Salt definetely has a scent. Deer and rabbits are highly attracted to it. Glycerine has no scent or taste, which is why it is used as a food additive to adjust consistency.

But, if you have a stinky meat bait, I doubt that the salt smell will be attractive (or even noticible) to deer and rabbits. It'll probably work just fine.

Remember though, salt doesnt lower the freezing point very much.


----------



## David G Duncan (Mar 26, 2000)

Personally, I wouldn't worry too much about the bait freezing.

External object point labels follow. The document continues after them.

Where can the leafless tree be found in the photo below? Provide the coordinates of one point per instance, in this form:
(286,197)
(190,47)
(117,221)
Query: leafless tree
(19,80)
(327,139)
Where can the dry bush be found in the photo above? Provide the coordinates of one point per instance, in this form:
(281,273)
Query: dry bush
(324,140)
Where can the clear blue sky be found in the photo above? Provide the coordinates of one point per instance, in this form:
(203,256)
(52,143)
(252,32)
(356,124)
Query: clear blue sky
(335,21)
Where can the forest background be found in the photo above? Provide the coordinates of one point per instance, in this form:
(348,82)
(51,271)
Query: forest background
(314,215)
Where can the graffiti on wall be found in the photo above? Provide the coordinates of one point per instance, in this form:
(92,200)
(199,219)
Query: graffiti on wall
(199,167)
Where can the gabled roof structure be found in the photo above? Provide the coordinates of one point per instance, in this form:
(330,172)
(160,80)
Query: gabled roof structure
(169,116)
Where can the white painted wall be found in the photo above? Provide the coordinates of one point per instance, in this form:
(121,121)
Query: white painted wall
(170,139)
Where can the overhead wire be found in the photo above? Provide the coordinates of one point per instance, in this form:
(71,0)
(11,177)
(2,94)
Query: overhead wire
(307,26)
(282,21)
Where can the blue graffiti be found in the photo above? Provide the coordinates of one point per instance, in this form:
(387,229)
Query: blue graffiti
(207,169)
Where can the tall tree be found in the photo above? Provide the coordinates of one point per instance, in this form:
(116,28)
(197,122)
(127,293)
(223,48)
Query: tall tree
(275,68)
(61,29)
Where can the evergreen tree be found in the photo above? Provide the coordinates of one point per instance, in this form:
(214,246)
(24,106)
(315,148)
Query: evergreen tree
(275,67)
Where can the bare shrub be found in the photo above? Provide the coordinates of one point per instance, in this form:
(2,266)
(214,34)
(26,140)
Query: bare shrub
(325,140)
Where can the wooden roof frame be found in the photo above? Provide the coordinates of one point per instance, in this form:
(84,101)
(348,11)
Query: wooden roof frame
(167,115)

The nose of a furbearer is extremely sensitive and is capable of locating any fresh or tainted bait, even if it is frozen solid. IMO.


----------



## elvis (Sep 13, 2006)

wow, good to know

we got everything just right tonite

if the snow stays, i think we have a great chance of scoring a K-9, im really excited


----------



## Northcountry (Feb 4, 2004)

David G Duncan said:


> The nose of a furbearer is extremely sensitive and is capable of locating any fresh or tainted bait, even if it is frozen solid. IMO.


I agree, but I assumed the reason Elvis wanted his bait unfrozen was for handling, not for scent. 

I dont like having a jar full of bait chunks all frozen hard together...its a pain to get just one out, takes too much time at the set and I usually get bait on my hands and tools in the process, as well as dropping bait ina spot I didnt want the smell.

So, I pack in glycol and the chunks stay loose. I'm able to shake just one one of the jar and into the hole, easily.


----------



## skidway (Jan 11, 2004)

I don't use bait so freezing isn't an issue. To keep my lure from freezing it's taken into the house or left in the garage in the cab of the truck. As it gets colder a louder lure , and more of it, is used.


----------



## griffondog (Dec 27, 2005)

Take your bait in at night and put it on top of the heat register to thaw out and taint a little more. Ever wonder why most mountain men didn't have wives?:yikes: 


Griffondog


----------



## FREEPOP (Apr 11, 2002)

They were talking a while ago about Joe storing castor behind his ear :lol:

Every time I get a new lure or bait I ask the G/F if she wants a smell. Reluctantly she finally does, because she knows on way or another I'll get her to :evil:


----------